探していた姉がいきなり出現した事に驚いた孝志は、おヤエを揺り起こすが、おヤエはもう死んだものと思っているようだった。

もうろうとしていたおヤエだったが、生きるんだ!千鶴子が子供を産むんだと孝志に言われると、エエッ!と仰天して飛び起きると、目の前に横たわっている身重の千鶴子の姿を観る。

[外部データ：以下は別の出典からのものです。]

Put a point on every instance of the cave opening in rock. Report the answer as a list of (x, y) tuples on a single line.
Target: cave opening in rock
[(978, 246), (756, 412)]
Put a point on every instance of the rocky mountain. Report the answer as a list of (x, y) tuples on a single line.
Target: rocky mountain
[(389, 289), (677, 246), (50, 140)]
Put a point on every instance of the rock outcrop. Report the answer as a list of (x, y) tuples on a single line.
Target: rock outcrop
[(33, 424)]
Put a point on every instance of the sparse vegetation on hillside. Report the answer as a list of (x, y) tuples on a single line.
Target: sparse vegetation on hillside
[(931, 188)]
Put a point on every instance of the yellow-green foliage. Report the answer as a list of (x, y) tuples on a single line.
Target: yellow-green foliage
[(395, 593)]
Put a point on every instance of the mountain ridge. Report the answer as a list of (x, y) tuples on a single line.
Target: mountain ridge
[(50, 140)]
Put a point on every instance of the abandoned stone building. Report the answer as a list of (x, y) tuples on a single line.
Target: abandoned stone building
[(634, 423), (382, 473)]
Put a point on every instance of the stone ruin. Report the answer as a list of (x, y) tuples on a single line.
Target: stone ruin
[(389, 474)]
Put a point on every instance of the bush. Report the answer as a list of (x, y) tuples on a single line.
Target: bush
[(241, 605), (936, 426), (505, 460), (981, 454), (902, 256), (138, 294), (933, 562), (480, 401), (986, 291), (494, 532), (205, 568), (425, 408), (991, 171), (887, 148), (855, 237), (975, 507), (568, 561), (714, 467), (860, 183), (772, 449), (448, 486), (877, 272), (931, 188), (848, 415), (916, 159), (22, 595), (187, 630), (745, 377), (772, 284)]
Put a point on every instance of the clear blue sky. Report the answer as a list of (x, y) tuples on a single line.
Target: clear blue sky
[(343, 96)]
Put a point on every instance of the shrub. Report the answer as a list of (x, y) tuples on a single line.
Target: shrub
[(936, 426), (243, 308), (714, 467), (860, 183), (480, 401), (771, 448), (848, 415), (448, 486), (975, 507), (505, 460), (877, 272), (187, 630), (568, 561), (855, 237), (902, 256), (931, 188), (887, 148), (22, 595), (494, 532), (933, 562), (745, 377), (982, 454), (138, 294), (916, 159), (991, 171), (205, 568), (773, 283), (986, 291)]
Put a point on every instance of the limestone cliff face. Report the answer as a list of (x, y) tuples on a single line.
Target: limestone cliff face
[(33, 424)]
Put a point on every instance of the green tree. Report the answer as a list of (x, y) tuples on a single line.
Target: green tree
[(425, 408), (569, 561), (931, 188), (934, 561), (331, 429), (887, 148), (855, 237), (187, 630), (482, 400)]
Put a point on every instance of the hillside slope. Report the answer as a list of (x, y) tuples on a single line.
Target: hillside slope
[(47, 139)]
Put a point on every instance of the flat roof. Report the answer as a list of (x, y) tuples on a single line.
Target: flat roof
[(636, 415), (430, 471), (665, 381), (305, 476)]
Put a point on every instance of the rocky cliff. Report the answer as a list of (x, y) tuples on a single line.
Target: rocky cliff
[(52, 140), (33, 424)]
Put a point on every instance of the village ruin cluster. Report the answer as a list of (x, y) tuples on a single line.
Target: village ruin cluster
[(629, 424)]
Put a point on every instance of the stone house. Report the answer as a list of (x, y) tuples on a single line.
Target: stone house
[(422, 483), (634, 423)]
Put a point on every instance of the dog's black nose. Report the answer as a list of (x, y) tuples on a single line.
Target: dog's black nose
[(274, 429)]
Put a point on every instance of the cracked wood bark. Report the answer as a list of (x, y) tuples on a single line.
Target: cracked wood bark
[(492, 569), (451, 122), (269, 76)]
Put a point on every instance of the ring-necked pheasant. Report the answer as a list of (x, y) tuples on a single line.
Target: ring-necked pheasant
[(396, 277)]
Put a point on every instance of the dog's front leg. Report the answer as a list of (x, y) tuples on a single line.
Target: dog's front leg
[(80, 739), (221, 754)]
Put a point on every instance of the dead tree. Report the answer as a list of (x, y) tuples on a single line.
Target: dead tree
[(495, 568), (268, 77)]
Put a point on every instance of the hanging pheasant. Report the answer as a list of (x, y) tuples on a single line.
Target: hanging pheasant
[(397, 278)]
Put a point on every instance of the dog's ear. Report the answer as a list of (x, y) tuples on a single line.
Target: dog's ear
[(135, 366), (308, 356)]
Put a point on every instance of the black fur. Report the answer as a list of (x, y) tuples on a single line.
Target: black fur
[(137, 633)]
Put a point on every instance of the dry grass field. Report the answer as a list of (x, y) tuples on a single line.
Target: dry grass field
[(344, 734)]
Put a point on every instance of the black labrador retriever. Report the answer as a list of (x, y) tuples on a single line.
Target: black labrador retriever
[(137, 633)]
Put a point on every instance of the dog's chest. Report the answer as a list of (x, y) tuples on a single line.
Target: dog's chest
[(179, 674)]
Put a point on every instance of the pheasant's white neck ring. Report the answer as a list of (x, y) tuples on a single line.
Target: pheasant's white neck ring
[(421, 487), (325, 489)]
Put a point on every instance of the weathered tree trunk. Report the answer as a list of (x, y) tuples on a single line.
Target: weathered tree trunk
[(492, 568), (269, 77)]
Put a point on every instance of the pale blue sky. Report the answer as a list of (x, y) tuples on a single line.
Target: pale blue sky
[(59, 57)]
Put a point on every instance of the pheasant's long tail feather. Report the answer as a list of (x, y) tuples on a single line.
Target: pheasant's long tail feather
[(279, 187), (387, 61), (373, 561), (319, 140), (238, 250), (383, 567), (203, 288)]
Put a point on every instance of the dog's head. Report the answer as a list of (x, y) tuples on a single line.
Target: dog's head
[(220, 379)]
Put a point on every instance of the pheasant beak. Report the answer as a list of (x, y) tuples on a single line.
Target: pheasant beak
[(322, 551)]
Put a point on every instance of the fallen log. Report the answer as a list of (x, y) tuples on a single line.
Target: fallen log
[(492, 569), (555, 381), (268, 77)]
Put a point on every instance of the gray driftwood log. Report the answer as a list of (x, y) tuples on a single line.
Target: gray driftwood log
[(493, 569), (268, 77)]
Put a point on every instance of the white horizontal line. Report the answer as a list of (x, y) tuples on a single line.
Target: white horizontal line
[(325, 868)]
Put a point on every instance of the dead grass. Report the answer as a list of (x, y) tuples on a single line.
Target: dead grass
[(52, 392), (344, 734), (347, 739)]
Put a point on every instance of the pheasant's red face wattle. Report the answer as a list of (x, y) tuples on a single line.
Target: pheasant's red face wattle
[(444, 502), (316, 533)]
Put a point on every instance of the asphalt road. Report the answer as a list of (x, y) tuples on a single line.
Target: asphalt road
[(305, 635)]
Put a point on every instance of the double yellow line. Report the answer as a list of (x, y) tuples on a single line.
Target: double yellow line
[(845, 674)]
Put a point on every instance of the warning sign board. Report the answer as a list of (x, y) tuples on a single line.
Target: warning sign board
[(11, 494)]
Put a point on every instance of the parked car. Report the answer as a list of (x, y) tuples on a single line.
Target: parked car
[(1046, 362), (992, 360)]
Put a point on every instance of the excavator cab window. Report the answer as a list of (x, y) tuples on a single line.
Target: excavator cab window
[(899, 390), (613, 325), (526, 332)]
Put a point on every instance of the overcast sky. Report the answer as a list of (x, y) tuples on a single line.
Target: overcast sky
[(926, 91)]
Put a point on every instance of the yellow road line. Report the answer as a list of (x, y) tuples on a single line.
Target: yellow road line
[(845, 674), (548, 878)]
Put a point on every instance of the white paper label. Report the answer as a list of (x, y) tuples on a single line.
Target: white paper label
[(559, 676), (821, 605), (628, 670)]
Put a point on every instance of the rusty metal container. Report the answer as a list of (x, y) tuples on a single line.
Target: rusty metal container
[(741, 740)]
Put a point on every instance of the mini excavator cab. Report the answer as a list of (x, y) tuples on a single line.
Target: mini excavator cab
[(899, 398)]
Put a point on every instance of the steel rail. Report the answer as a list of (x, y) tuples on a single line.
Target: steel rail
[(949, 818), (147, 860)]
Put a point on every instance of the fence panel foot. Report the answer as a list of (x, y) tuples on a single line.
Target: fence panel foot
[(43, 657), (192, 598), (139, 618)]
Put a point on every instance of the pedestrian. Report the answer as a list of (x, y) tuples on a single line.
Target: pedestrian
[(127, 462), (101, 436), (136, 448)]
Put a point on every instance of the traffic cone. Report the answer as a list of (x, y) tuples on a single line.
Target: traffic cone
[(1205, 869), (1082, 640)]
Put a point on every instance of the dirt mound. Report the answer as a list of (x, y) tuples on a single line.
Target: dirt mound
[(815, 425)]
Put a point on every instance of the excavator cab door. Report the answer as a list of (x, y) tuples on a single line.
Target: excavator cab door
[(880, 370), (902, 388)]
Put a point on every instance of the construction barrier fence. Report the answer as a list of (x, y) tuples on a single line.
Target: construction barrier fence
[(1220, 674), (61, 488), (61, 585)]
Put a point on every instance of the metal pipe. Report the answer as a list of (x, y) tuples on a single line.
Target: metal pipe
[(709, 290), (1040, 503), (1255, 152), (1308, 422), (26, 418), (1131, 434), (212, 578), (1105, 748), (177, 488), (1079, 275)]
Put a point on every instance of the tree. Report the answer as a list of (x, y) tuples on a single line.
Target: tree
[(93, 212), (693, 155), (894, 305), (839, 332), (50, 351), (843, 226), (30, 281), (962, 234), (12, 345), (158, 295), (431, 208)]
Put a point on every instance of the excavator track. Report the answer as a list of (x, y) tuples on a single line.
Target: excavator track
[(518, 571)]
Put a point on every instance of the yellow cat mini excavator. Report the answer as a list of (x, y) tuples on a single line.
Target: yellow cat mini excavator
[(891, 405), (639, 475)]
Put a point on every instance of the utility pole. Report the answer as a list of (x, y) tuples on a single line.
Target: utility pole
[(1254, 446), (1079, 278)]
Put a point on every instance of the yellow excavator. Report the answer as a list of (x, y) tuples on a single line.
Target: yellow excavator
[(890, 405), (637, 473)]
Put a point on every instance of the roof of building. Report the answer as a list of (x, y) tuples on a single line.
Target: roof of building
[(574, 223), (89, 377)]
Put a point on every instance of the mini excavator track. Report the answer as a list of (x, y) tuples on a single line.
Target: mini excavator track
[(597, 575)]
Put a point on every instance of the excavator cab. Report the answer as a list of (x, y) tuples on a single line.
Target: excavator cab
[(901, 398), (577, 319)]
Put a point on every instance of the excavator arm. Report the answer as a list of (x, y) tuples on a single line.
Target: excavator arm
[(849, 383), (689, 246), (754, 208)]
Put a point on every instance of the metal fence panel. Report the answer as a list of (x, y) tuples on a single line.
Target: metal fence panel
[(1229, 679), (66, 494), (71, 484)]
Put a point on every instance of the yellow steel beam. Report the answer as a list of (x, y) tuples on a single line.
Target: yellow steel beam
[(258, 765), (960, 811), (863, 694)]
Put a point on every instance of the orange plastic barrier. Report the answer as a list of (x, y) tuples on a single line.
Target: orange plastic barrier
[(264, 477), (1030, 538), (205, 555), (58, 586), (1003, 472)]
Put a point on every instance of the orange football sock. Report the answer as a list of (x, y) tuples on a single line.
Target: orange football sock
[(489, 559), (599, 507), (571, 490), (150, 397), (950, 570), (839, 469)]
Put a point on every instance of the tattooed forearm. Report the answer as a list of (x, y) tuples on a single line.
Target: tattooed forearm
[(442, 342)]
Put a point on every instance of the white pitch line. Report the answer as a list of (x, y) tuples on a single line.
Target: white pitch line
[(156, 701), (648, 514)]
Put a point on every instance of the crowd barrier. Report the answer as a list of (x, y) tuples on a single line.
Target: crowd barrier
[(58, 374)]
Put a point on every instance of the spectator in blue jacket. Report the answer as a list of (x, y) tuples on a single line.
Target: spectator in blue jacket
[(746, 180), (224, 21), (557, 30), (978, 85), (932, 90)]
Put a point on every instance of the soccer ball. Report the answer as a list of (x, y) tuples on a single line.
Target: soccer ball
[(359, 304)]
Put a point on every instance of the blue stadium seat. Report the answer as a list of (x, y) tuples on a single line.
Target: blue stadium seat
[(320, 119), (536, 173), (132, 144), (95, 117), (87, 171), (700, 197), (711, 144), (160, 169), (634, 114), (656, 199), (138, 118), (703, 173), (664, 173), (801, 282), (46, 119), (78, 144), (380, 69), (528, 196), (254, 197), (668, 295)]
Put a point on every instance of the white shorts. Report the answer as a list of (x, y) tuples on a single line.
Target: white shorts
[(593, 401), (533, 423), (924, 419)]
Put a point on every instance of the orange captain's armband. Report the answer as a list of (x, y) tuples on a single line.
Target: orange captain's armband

千鶴子は胸が悪いので生むなと言われているのに、俺のために生んでくれるんだと説明する孝志の言葉に感激したおヤエは、お姉ちゃんがバカだった。今後は姉ちゃん、生まれ変わって、お前たちの赤ちゃんを育ててやりますから…と孝志と千鶴子に告げるのだった。

母親の千鶴子は、今は療養所に入っていると言うおヤエの長い打ち明け話を聞き終えた客は、感激したのか、按摩代に赤ん坊のミルク代を添えておヤエに払ってくれる。

旅館を出たおヤエを呼び止めたのは、以前観てもらったあの易者だったが、又、おヤエの顔を観ると、あんたには水難の層があると言うではないか。

またそんないい加減な事言って…とちょっと怒りかけたおヤエだったが、気がつくと、背中が濡れている事に気づく。

背負っていた赤ん坊がお漏らししたのだった。

出た出た…、まさしく水難だ…と笑ったおヤエは、急いで夜の街角を帰路につくのだった。